What's Actually Happening?
When you call: employees.sort(comparator);
Java uses TimSort (since Java 7).
TimSort is:
Stable
Optimized for partially sorted data
Not a simple bubble sort
Therefore:
- You should never assume the order of compare() calls.
- The sorting algorithm decides:
- Which elements to compare
- How many times to compare
- Whether to compare the same elements again
Let's Analyze Your Output
Initial list:
Index 0 -> John
Index 1 -> Tom
Index 2 -> Tom
Index 3 -> David
Comparison 1
Comparing Tom and John
Internally: "Tom".compareTo("John")
Result: positive
Meaning: Tom should come after John
Comparison 2
Comparing Tom and Tom
Second Tom compared with first Tom.
"Tom".compareTo("Tom")
Result: 0
Meaning: equal
Comparison 3
Comparing David and Tom
"David".compareTo("Tom")
Result: negative
Meaning: David comes before Tom
Comparison 4
Comparing David and Tom
Again!
Many developers find this surprising.
But sorting algorithms often compare the same elements multiple times.

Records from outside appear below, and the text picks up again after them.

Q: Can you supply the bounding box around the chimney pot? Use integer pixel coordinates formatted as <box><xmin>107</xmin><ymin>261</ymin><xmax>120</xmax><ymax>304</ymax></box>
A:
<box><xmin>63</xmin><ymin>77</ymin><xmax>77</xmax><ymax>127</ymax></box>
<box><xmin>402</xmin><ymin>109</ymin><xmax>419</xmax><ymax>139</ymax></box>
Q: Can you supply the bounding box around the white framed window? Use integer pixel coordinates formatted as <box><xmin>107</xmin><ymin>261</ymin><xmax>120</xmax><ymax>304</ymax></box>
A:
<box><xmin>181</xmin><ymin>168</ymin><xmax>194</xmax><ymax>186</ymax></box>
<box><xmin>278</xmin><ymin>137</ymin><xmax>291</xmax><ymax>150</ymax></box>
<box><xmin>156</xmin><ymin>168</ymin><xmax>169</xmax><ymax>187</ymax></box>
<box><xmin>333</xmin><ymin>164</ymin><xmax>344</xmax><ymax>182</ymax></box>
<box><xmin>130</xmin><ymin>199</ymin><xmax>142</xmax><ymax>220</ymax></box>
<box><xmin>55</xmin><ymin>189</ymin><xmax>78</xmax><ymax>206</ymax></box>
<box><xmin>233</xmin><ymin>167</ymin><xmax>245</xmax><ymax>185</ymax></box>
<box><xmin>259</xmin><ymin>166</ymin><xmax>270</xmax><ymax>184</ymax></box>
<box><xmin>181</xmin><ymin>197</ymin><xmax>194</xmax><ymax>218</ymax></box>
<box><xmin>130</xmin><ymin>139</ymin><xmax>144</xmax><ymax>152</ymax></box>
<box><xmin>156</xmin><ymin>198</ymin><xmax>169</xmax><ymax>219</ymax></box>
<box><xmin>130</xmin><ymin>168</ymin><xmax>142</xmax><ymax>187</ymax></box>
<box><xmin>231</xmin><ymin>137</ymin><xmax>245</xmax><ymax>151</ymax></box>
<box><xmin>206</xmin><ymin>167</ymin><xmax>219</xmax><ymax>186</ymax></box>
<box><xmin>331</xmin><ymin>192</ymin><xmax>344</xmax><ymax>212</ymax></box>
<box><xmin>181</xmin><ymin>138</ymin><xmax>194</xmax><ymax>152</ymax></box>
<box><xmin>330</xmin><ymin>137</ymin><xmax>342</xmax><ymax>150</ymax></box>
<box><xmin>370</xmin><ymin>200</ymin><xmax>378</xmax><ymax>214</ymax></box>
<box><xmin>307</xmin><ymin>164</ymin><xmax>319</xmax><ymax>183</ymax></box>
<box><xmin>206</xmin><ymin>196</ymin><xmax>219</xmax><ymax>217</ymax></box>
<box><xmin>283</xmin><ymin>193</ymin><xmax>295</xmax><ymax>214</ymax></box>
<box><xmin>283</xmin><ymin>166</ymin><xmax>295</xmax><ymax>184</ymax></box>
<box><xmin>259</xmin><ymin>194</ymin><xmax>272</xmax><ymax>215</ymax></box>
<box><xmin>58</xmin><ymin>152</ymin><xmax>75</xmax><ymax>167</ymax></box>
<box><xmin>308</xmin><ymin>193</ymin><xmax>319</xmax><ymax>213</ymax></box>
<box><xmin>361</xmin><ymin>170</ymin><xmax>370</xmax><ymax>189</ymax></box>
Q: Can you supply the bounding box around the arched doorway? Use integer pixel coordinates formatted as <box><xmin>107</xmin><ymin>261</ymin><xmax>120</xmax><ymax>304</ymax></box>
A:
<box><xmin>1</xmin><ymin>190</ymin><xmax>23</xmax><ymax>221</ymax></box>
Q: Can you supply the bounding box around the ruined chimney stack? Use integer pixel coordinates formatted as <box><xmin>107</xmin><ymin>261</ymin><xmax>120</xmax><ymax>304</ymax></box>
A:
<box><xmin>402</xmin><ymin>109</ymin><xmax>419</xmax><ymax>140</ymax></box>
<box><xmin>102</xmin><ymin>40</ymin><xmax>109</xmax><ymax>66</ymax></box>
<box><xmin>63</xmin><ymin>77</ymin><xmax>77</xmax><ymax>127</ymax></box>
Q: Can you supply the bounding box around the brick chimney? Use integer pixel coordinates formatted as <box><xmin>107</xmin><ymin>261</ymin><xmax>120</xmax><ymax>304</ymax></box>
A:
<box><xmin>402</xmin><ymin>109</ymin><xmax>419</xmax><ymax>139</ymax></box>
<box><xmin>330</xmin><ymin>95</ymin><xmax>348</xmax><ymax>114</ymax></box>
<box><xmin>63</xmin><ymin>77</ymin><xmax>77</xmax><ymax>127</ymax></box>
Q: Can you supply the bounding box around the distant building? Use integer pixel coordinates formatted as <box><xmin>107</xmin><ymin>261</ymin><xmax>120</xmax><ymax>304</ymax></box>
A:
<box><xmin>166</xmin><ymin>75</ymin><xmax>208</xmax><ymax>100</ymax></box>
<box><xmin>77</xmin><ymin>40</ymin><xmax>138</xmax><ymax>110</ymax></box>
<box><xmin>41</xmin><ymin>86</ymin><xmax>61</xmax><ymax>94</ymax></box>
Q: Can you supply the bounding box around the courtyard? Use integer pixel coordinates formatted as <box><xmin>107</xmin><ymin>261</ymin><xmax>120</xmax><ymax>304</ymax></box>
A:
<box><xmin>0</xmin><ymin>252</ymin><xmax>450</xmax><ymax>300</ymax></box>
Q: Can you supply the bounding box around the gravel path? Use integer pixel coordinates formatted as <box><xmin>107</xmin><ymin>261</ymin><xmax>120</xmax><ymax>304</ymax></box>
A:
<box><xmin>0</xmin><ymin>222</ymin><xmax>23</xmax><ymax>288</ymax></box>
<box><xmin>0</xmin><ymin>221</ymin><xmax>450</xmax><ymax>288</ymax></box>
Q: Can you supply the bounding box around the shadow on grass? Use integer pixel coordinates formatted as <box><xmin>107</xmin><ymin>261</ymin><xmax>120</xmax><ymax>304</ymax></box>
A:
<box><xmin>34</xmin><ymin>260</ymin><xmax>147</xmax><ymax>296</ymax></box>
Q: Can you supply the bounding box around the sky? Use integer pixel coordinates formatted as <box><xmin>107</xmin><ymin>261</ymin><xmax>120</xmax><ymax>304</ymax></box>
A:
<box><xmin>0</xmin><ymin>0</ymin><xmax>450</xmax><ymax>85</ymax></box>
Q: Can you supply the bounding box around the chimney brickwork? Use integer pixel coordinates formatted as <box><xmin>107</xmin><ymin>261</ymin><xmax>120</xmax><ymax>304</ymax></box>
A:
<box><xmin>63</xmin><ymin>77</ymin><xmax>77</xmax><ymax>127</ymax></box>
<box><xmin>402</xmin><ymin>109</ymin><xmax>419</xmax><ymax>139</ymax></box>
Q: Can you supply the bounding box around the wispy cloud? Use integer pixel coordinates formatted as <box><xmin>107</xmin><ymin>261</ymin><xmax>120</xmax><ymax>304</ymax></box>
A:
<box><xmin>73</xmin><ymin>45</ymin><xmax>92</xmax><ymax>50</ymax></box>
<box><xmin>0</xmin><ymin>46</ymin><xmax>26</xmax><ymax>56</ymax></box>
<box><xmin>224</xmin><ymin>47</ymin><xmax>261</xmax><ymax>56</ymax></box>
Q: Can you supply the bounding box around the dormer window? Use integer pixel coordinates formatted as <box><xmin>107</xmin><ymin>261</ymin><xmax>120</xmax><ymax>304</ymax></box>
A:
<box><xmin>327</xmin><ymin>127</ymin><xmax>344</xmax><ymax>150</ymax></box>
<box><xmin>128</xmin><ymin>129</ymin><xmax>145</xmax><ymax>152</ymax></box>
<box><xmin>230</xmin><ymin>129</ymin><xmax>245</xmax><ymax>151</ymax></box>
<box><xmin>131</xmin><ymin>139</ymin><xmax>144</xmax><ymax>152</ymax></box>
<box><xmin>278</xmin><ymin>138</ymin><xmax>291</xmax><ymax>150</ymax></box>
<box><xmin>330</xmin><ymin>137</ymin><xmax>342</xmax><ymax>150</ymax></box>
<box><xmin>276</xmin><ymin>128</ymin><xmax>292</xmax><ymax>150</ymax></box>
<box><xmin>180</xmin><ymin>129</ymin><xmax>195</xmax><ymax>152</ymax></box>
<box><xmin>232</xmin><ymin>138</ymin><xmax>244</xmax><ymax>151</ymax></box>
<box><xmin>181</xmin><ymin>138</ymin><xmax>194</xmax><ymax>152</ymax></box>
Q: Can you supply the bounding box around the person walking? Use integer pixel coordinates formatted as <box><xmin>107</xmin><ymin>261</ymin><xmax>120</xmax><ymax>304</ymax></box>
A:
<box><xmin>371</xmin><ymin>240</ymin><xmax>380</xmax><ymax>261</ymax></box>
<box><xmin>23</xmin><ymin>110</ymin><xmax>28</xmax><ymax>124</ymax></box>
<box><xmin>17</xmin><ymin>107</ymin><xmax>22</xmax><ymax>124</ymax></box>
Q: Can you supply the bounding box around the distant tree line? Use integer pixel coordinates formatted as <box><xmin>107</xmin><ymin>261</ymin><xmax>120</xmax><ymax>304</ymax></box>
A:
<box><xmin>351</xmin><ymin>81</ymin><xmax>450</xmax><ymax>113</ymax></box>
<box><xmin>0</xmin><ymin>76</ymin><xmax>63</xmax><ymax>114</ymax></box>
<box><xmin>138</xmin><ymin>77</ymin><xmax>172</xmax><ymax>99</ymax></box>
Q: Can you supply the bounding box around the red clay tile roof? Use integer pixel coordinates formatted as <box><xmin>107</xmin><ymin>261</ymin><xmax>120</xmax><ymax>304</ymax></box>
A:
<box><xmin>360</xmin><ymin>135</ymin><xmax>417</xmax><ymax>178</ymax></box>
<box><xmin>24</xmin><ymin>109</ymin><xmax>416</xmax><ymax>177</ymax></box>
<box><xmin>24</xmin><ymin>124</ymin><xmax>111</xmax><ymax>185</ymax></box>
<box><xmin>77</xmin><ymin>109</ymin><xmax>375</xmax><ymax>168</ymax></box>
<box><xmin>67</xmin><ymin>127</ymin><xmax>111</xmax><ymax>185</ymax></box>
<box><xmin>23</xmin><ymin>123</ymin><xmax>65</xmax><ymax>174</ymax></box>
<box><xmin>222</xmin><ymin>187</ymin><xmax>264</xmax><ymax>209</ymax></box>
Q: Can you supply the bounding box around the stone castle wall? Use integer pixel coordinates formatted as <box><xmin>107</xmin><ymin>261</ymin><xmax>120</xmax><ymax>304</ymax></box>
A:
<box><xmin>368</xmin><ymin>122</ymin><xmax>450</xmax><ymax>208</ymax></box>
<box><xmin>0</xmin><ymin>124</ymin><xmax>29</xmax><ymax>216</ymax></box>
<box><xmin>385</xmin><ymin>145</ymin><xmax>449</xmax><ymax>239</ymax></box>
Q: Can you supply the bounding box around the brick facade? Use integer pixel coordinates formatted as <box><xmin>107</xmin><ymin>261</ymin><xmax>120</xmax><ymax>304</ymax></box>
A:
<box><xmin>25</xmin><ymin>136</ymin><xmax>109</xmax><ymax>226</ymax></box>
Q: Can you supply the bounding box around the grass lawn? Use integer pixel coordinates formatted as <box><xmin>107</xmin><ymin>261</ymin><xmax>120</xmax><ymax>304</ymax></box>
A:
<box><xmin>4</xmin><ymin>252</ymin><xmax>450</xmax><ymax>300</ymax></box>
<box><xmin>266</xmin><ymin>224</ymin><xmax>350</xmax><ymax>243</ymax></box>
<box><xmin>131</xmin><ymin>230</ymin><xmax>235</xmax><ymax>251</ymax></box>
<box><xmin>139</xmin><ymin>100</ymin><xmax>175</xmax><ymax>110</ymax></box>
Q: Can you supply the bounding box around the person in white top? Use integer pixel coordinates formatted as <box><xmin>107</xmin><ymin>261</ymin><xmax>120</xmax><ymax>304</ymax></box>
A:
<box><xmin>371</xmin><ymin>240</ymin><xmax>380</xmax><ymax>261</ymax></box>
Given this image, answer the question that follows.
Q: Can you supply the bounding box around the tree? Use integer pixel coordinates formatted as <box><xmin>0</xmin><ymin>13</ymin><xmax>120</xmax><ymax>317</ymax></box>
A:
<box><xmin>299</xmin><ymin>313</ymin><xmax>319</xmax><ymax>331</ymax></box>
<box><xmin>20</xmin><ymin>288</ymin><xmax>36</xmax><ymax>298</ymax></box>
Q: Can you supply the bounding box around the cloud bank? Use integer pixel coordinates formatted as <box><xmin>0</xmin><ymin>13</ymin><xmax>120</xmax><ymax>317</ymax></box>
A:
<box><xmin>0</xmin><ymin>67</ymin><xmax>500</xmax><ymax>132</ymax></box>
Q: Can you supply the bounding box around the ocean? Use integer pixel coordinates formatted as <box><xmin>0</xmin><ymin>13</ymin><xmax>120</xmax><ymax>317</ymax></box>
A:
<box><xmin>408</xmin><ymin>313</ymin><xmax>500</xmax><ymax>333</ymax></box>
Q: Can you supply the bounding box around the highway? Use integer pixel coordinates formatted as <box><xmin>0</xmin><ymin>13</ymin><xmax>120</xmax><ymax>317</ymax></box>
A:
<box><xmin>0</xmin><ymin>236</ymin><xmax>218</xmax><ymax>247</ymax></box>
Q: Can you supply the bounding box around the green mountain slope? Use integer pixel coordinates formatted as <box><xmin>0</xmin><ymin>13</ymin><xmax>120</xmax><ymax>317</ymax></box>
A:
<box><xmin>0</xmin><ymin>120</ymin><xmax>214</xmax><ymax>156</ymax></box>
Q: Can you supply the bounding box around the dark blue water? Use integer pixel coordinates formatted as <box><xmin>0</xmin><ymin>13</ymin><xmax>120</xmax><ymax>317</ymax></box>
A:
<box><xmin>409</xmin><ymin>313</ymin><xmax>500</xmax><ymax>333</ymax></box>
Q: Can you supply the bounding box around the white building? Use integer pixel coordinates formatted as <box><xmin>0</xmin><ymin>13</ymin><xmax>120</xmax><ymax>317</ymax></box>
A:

There is no guarantee: compare(a,b) called only once
In fact:
compare(a,b)
compare(a,b)
compare(a,b)
can happen.
This is why comparators must be:
- Pure
- Stateless
- No side effects
Comparison 5
Comparing David and John
"David".compareTo("John")
Result: negative
Meaning: David comes before John
Final Sorted List
David
John
Tom
Tom
Why Doesn't Java Compare Every Pair?
Many people think sorting does:
John vs Tom
John vs Tom
John vs David
Tom vs Tom
Tom vs David
Tom vs David
like a nested loop.
That would be: O(n²)
Java's TimSort is much smarter.
It attempts to discover ordered runs and merge them efficiently.
Therefore:
The compare sequence is implementation detail.
Very Important Interview Point
You should NEVER write logic like:
Comparator<Employee> comparator =
new Comparator<>() {
int count = 0;
@Override
public int compare(Employee e1,
Employee e2) {
count++;
if (count == 3) {
return 0;
}
return e1.name()
.compareTo(e2.name());
}
};
because Java may call:
compare()
The comparator must always return the same result for the same inputs.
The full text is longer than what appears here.